The standard design for both Type 1 and Type 2 wall calls for sand to be washed into the rock armor and a sand dune profile to be created over the structure. While expensive, this sand covering makes the wall safer to the public and much more visually attractive. Exposed rock armor can create dangerous fall hazards and shelter rodents and other pests. The sand also serves to protect the integrity of the wall components by reducing their exposure. Should the rock wall become exposed in a periodic erosive event then the sand layer will be replaced as part of the maintenance and sand re-nourishment program.
While the seawall design has evolved to incorporate modern geotextiles to replace the filter layer, there is still greater opportunity for designs to benefit from the use of modern materials. Today, armor rock itself is often replaced with geosynthetic sand containers (GSCs). The sand filled rock alternative allows for the use of local sand rather than the expensive rocks imported from remote quarries. The construction of GSC walls has been continuous in Australia since the early 1990s. Figures 5 and 6 depict Quinns Beach, a project in Western Australia with similar infrastructure protection objectives to that of the Gold Coast City Council.

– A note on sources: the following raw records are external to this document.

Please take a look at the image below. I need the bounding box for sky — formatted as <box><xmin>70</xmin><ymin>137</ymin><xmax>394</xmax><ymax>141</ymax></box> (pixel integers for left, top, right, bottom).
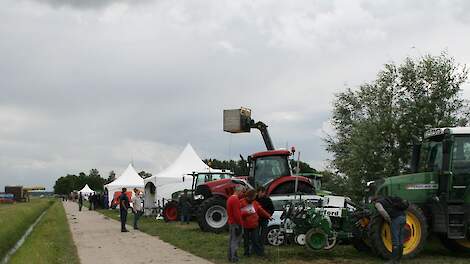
<box><xmin>0</xmin><ymin>0</ymin><xmax>470</xmax><ymax>189</ymax></box>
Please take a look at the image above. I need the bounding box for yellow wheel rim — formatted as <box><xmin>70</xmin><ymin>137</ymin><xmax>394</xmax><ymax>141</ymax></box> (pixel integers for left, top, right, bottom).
<box><xmin>381</xmin><ymin>212</ymin><xmax>422</xmax><ymax>255</ymax></box>
<box><xmin>455</xmin><ymin>239</ymin><xmax>470</xmax><ymax>248</ymax></box>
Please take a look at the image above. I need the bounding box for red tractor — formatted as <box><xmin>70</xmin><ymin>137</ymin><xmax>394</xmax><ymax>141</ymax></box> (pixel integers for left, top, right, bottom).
<box><xmin>196</xmin><ymin>108</ymin><xmax>315</xmax><ymax>232</ymax></box>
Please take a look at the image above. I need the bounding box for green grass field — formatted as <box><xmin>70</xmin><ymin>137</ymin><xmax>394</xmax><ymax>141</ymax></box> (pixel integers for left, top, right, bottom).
<box><xmin>100</xmin><ymin>210</ymin><xmax>470</xmax><ymax>264</ymax></box>
<box><xmin>10</xmin><ymin>201</ymin><xmax>80</xmax><ymax>264</ymax></box>
<box><xmin>0</xmin><ymin>199</ymin><xmax>53</xmax><ymax>259</ymax></box>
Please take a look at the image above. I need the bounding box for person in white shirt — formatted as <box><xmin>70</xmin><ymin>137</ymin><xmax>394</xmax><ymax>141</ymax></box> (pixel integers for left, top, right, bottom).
<box><xmin>132</xmin><ymin>188</ymin><xmax>143</xmax><ymax>229</ymax></box>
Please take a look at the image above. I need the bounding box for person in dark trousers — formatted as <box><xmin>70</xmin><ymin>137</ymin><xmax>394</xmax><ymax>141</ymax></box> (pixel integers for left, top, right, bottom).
<box><xmin>256</xmin><ymin>186</ymin><xmax>274</xmax><ymax>254</ymax></box>
<box><xmin>103</xmin><ymin>191</ymin><xmax>109</xmax><ymax>209</ymax></box>
<box><xmin>132</xmin><ymin>188</ymin><xmax>144</xmax><ymax>230</ymax></box>
<box><xmin>374</xmin><ymin>196</ymin><xmax>409</xmax><ymax>264</ymax></box>
<box><xmin>178</xmin><ymin>189</ymin><xmax>191</xmax><ymax>224</ymax></box>
<box><xmin>119</xmin><ymin>188</ymin><xmax>129</xmax><ymax>232</ymax></box>
<box><xmin>240</xmin><ymin>190</ymin><xmax>271</xmax><ymax>256</ymax></box>
<box><xmin>226</xmin><ymin>186</ymin><xmax>244</xmax><ymax>262</ymax></box>
<box><xmin>78</xmin><ymin>193</ymin><xmax>83</xmax><ymax>212</ymax></box>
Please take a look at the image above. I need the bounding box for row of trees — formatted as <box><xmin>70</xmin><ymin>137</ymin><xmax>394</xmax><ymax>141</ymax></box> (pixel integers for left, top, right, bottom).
<box><xmin>54</xmin><ymin>169</ymin><xmax>152</xmax><ymax>194</ymax></box>
<box><xmin>54</xmin><ymin>53</ymin><xmax>470</xmax><ymax>199</ymax></box>
<box><xmin>54</xmin><ymin>169</ymin><xmax>106</xmax><ymax>194</ymax></box>
<box><xmin>325</xmin><ymin>53</ymin><xmax>470</xmax><ymax>198</ymax></box>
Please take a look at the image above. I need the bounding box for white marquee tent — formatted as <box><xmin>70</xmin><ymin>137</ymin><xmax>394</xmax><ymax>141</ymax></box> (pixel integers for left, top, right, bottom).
<box><xmin>78</xmin><ymin>184</ymin><xmax>94</xmax><ymax>199</ymax></box>
<box><xmin>104</xmin><ymin>164</ymin><xmax>144</xmax><ymax>203</ymax></box>
<box><xmin>144</xmin><ymin>143</ymin><xmax>218</xmax><ymax>208</ymax></box>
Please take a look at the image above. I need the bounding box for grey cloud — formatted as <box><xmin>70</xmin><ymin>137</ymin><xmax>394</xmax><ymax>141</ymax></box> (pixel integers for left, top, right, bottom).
<box><xmin>29</xmin><ymin>0</ymin><xmax>150</xmax><ymax>9</ymax></box>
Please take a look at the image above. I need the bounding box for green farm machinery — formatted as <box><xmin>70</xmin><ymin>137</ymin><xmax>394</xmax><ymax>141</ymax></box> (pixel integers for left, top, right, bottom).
<box><xmin>361</xmin><ymin>127</ymin><xmax>470</xmax><ymax>259</ymax></box>
<box><xmin>282</xmin><ymin>127</ymin><xmax>470</xmax><ymax>259</ymax></box>
<box><xmin>281</xmin><ymin>196</ymin><xmax>361</xmax><ymax>250</ymax></box>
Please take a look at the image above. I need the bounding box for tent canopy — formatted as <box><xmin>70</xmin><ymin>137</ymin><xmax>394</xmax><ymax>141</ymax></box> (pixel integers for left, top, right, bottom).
<box><xmin>104</xmin><ymin>164</ymin><xmax>144</xmax><ymax>202</ymax></box>
<box><xmin>78</xmin><ymin>184</ymin><xmax>94</xmax><ymax>194</ymax></box>
<box><xmin>144</xmin><ymin>143</ymin><xmax>219</xmax><ymax>201</ymax></box>
<box><xmin>105</xmin><ymin>164</ymin><xmax>144</xmax><ymax>189</ymax></box>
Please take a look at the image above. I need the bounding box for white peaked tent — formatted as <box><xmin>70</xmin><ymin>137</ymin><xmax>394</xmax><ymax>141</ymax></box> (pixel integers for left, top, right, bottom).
<box><xmin>78</xmin><ymin>184</ymin><xmax>94</xmax><ymax>199</ymax></box>
<box><xmin>144</xmin><ymin>143</ymin><xmax>218</xmax><ymax>208</ymax></box>
<box><xmin>104</xmin><ymin>164</ymin><xmax>144</xmax><ymax>203</ymax></box>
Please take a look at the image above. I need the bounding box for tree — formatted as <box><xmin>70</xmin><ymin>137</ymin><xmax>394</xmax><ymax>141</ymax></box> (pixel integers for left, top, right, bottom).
<box><xmin>139</xmin><ymin>171</ymin><xmax>152</xmax><ymax>179</ymax></box>
<box><xmin>325</xmin><ymin>53</ymin><xmax>470</xmax><ymax>197</ymax></box>
<box><xmin>54</xmin><ymin>169</ymin><xmax>105</xmax><ymax>194</ymax></box>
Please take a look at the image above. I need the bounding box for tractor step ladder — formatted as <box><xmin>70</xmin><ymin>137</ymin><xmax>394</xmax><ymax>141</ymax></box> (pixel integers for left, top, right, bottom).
<box><xmin>447</xmin><ymin>205</ymin><xmax>467</xmax><ymax>239</ymax></box>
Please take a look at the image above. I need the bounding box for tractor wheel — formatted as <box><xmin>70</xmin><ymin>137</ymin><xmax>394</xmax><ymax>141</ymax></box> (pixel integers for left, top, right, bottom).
<box><xmin>162</xmin><ymin>201</ymin><xmax>178</xmax><ymax>222</ymax></box>
<box><xmin>369</xmin><ymin>204</ymin><xmax>428</xmax><ymax>259</ymax></box>
<box><xmin>197</xmin><ymin>196</ymin><xmax>228</xmax><ymax>233</ymax></box>
<box><xmin>351</xmin><ymin>215</ymin><xmax>371</xmax><ymax>252</ymax></box>
<box><xmin>263</xmin><ymin>225</ymin><xmax>284</xmax><ymax>247</ymax></box>
<box><xmin>270</xmin><ymin>181</ymin><xmax>314</xmax><ymax>195</ymax></box>
<box><xmin>440</xmin><ymin>237</ymin><xmax>470</xmax><ymax>255</ymax></box>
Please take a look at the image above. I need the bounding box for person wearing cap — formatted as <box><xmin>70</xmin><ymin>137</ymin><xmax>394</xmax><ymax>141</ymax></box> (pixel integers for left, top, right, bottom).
<box><xmin>119</xmin><ymin>188</ymin><xmax>129</xmax><ymax>232</ymax></box>
<box><xmin>227</xmin><ymin>186</ymin><xmax>245</xmax><ymax>262</ymax></box>
<box><xmin>132</xmin><ymin>188</ymin><xmax>144</xmax><ymax>230</ymax></box>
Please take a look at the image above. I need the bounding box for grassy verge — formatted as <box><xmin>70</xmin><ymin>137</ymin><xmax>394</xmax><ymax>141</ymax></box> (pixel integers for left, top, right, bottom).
<box><xmin>0</xmin><ymin>199</ymin><xmax>53</xmax><ymax>259</ymax></box>
<box><xmin>10</xmin><ymin>202</ymin><xmax>80</xmax><ymax>264</ymax></box>
<box><xmin>99</xmin><ymin>210</ymin><xmax>469</xmax><ymax>264</ymax></box>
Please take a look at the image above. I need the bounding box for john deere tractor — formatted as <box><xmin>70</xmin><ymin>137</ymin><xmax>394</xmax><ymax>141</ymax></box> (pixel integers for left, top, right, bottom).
<box><xmin>362</xmin><ymin>127</ymin><xmax>470</xmax><ymax>258</ymax></box>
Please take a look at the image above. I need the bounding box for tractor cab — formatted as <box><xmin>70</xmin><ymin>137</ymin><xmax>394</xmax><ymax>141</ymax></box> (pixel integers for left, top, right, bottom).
<box><xmin>190</xmin><ymin>171</ymin><xmax>234</xmax><ymax>190</ymax></box>
<box><xmin>368</xmin><ymin>127</ymin><xmax>470</xmax><ymax>257</ymax></box>
<box><xmin>368</xmin><ymin>127</ymin><xmax>470</xmax><ymax>204</ymax></box>
<box><xmin>411</xmin><ymin>127</ymin><xmax>470</xmax><ymax>203</ymax></box>
<box><xmin>248</xmin><ymin>150</ymin><xmax>315</xmax><ymax>194</ymax></box>
<box><xmin>248</xmin><ymin>150</ymin><xmax>292</xmax><ymax>188</ymax></box>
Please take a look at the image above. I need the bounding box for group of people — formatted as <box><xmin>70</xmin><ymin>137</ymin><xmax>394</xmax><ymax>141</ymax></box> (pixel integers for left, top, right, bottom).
<box><xmin>119</xmin><ymin>188</ymin><xmax>144</xmax><ymax>232</ymax></box>
<box><xmin>227</xmin><ymin>186</ymin><xmax>274</xmax><ymax>262</ymax></box>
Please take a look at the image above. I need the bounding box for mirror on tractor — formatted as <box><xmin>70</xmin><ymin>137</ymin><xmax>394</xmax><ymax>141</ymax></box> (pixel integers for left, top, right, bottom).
<box><xmin>442</xmin><ymin>129</ymin><xmax>452</xmax><ymax>174</ymax></box>
<box><xmin>224</xmin><ymin>107</ymin><xmax>251</xmax><ymax>133</ymax></box>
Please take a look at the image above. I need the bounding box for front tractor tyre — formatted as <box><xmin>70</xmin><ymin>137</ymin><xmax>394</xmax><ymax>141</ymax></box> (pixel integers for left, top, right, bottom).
<box><xmin>440</xmin><ymin>237</ymin><xmax>470</xmax><ymax>255</ymax></box>
<box><xmin>162</xmin><ymin>201</ymin><xmax>178</xmax><ymax>222</ymax></box>
<box><xmin>197</xmin><ymin>196</ymin><xmax>228</xmax><ymax>233</ymax></box>
<box><xmin>369</xmin><ymin>204</ymin><xmax>428</xmax><ymax>259</ymax></box>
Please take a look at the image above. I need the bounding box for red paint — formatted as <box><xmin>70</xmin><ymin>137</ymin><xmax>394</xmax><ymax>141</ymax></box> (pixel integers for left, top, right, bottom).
<box><xmin>111</xmin><ymin>191</ymin><xmax>132</xmax><ymax>207</ymax></box>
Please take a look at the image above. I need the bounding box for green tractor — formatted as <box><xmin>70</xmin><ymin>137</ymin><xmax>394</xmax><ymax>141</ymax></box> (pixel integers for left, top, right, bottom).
<box><xmin>361</xmin><ymin>127</ymin><xmax>470</xmax><ymax>259</ymax></box>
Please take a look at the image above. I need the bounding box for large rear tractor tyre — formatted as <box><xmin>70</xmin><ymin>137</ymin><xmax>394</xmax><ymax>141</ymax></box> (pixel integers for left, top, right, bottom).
<box><xmin>440</xmin><ymin>237</ymin><xmax>470</xmax><ymax>255</ymax></box>
<box><xmin>162</xmin><ymin>201</ymin><xmax>178</xmax><ymax>222</ymax></box>
<box><xmin>263</xmin><ymin>225</ymin><xmax>284</xmax><ymax>247</ymax></box>
<box><xmin>369</xmin><ymin>204</ymin><xmax>428</xmax><ymax>259</ymax></box>
<box><xmin>197</xmin><ymin>197</ymin><xmax>228</xmax><ymax>233</ymax></box>
<box><xmin>270</xmin><ymin>181</ymin><xmax>315</xmax><ymax>195</ymax></box>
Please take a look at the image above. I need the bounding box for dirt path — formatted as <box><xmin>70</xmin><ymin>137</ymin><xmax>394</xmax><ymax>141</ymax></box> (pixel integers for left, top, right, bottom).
<box><xmin>63</xmin><ymin>202</ymin><xmax>211</xmax><ymax>264</ymax></box>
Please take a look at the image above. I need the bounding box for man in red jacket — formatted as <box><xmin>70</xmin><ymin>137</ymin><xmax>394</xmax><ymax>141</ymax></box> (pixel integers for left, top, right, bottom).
<box><xmin>227</xmin><ymin>186</ymin><xmax>244</xmax><ymax>262</ymax></box>
<box><xmin>240</xmin><ymin>190</ymin><xmax>271</xmax><ymax>256</ymax></box>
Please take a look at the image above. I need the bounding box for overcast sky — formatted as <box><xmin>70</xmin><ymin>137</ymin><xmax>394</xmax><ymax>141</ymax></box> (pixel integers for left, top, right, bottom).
<box><xmin>0</xmin><ymin>0</ymin><xmax>470</xmax><ymax>188</ymax></box>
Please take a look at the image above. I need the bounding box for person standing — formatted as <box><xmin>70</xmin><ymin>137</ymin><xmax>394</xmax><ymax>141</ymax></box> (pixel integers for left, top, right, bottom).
<box><xmin>78</xmin><ymin>192</ymin><xmax>83</xmax><ymax>212</ymax></box>
<box><xmin>178</xmin><ymin>189</ymin><xmax>191</xmax><ymax>224</ymax></box>
<box><xmin>88</xmin><ymin>193</ymin><xmax>93</xmax><ymax>211</ymax></box>
<box><xmin>374</xmin><ymin>196</ymin><xmax>409</xmax><ymax>264</ymax></box>
<box><xmin>119</xmin><ymin>188</ymin><xmax>129</xmax><ymax>232</ymax></box>
<box><xmin>132</xmin><ymin>188</ymin><xmax>144</xmax><ymax>230</ymax></box>
<box><xmin>240</xmin><ymin>190</ymin><xmax>271</xmax><ymax>256</ymax></box>
<box><xmin>256</xmin><ymin>186</ymin><xmax>274</xmax><ymax>254</ymax></box>
<box><xmin>103</xmin><ymin>191</ymin><xmax>109</xmax><ymax>209</ymax></box>
<box><xmin>226</xmin><ymin>186</ymin><xmax>244</xmax><ymax>262</ymax></box>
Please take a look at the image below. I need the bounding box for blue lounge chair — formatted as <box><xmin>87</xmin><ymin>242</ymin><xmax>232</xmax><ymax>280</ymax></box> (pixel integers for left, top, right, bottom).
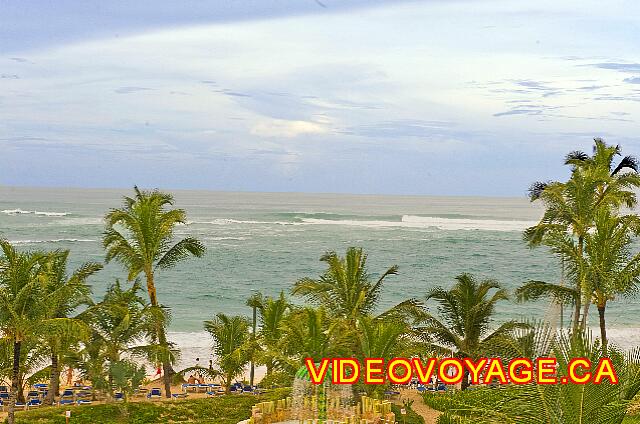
<box><xmin>147</xmin><ymin>387</ymin><xmax>162</xmax><ymax>399</ymax></box>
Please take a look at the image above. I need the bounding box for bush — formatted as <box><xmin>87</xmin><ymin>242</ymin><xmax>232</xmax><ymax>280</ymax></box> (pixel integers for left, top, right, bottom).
<box><xmin>11</xmin><ymin>389</ymin><xmax>291</xmax><ymax>424</ymax></box>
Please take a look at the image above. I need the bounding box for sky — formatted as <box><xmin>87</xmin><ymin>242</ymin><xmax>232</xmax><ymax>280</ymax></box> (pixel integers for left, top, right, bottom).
<box><xmin>0</xmin><ymin>0</ymin><xmax>640</xmax><ymax>196</ymax></box>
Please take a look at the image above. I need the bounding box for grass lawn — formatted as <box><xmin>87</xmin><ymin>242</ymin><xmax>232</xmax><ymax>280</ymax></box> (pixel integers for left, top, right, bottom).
<box><xmin>391</xmin><ymin>404</ymin><xmax>424</xmax><ymax>424</ymax></box>
<box><xmin>10</xmin><ymin>389</ymin><xmax>290</xmax><ymax>424</ymax></box>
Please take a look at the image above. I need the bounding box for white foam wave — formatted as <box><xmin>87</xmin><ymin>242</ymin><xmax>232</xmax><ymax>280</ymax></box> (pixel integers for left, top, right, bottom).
<box><xmin>187</xmin><ymin>218</ymin><xmax>301</xmax><ymax>225</ymax></box>
<box><xmin>9</xmin><ymin>239</ymin><xmax>96</xmax><ymax>245</ymax></box>
<box><xmin>167</xmin><ymin>331</ymin><xmax>266</xmax><ymax>381</ymax></box>
<box><xmin>189</xmin><ymin>215</ymin><xmax>536</xmax><ymax>231</ymax></box>
<box><xmin>591</xmin><ymin>327</ymin><xmax>640</xmax><ymax>350</ymax></box>
<box><xmin>302</xmin><ymin>215</ymin><xmax>536</xmax><ymax>231</ymax></box>
<box><xmin>2</xmin><ymin>209</ymin><xmax>69</xmax><ymax>217</ymax></box>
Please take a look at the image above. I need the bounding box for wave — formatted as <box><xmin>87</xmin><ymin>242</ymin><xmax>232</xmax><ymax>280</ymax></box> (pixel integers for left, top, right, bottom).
<box><xmin>9</xmin><ymin>239</ymin><xmax>97</xmax><ymax>244</ymax></box>
<box><xmin>2</xmin><ymin>209</ymin><xmax>69</xmax><ymax>217</ymax></box>
<box><xmin>303</xmin><ymin>215</ymin><xmax>536</xmax><ymax>231</ymax></box>
<box><xmin>189</xmin><ymin>214</ymin><xmax>536</xmax><ymax>232</ymax></box>
<box><xmin>187</xmin><ymin>218</ymin><xmax>300</xmax><ymax>225</ymax></box>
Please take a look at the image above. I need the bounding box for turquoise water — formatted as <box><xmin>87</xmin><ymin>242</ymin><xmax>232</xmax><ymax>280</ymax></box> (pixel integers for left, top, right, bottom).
<box><xmin>0</xmin><ymin>187</ymin><xmax>640</xmax><ymax>362</ymax></box>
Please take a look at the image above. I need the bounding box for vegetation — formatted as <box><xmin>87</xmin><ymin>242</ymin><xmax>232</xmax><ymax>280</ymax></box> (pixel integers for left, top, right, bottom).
<box><xmin>424</xmin><ymin>336</ymin><xmax>640</xmax><ymax>424</ymax></box>
<box><xmin>103</xmin><ymin>187</ymin><xmax>205</xmax><ymax>397</ymax></box>
<box><xmin>0</xmin><ymin>140</ymin><xmax>640</xmax><ymax>424</ymax></box>
<box><xmin>16</xmin><ymin>389</ymin><xmax>289</xmax><ymax>424</ymax></box>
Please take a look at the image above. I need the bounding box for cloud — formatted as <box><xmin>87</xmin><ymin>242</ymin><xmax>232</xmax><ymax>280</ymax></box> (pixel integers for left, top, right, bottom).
<box><xmin>590</xmin><ymin>62</ymin><xmax>640</xmax><ymax>72</ymax></box>
<box><xmin>113</xmin><ymin>87</ymin><xmax>151</xmax><ymax>94</ymax></box>
<box><xmin>251</xmin><ymin>119</ymin><xmax>329</xmax><ymax>138</ymax></box>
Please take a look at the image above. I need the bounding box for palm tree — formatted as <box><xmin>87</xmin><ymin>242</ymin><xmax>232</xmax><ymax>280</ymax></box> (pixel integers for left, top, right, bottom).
<box><xmin>516</xmin><ymin>208</ymin><xmax>640</xmax><ymax>352</ymax></box>
<box><xmin>524</xmin><ymin>139</ymin><xmax>640</xmax><ymax>333</ymax></box>
<box><xmin>43</xmin><ymin>250</ymin><xmax>102</xmax><ymax>404</ymax></box>
<box><xmin>103</xmin><ymin>187</ymin><xmax>205</xmax><ymax>397</ymax></box>
<box><xmin>204</xmin><ymin>313</ymin><xmax>250</xmax><ymax>393</ymax></box>
<box><xmin>0</xmin><ymin>240</ymin><xmax>47</xmax><ymax>424</ymax></box>
<box><xmin>418</xmin><ymin>274</ymin><xmax>528</xmax><ymax>390</ymax></box>
<box><xmin>258</xmin><ymin>292</ymin><xmax>291</xmax><ymax>375</ymax></box>
<box><xmin>83</xmin><ymin>280</ymin><xmax>167</xmax><ymax>396</ymax></box>
<box><xmin>585</xmin><ymin>209</ymin><xmax>640</xmax><ymax>355</ymax></box>
<box><xmin>279</xmin><ymin>306</ymin><xmax>350</xmax><ymax>372</ymax></box>
<box><xmin>292</xmin><ymin>247</ymin><xmax>418</xmax><ymax>324</ymax></box>
<box><xmin>358</xmin><ymin>317</ymin><xmax>413</xmax><ymax>396</ymax></box>
<box><xmin>425</xmin><ymin>334</ymin><xmax>640</xmax><ymax>424</ymax></box>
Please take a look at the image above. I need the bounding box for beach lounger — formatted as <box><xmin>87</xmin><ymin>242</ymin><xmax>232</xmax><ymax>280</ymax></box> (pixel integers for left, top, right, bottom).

Gold Coast City Council is already making use of GSCs to protect the famous Surfers Paradise beach esplanade. These containers which were installed in 2013 remain continuously covered in sand and are only exposed if erosion threatens the landward concrete infrastructure. Should the GSC ever become temporarily exposed, the public will benefit from the soft nature of the sand container rather than hard angular rock armor.
Projects like these naturally pave the way for a new ‘Type 3’ standard seawall design. In this design, a filtration geotextile is placed behind Geosynthetic Sand Containers providing safer and more cost-effective armor against coastal erosion.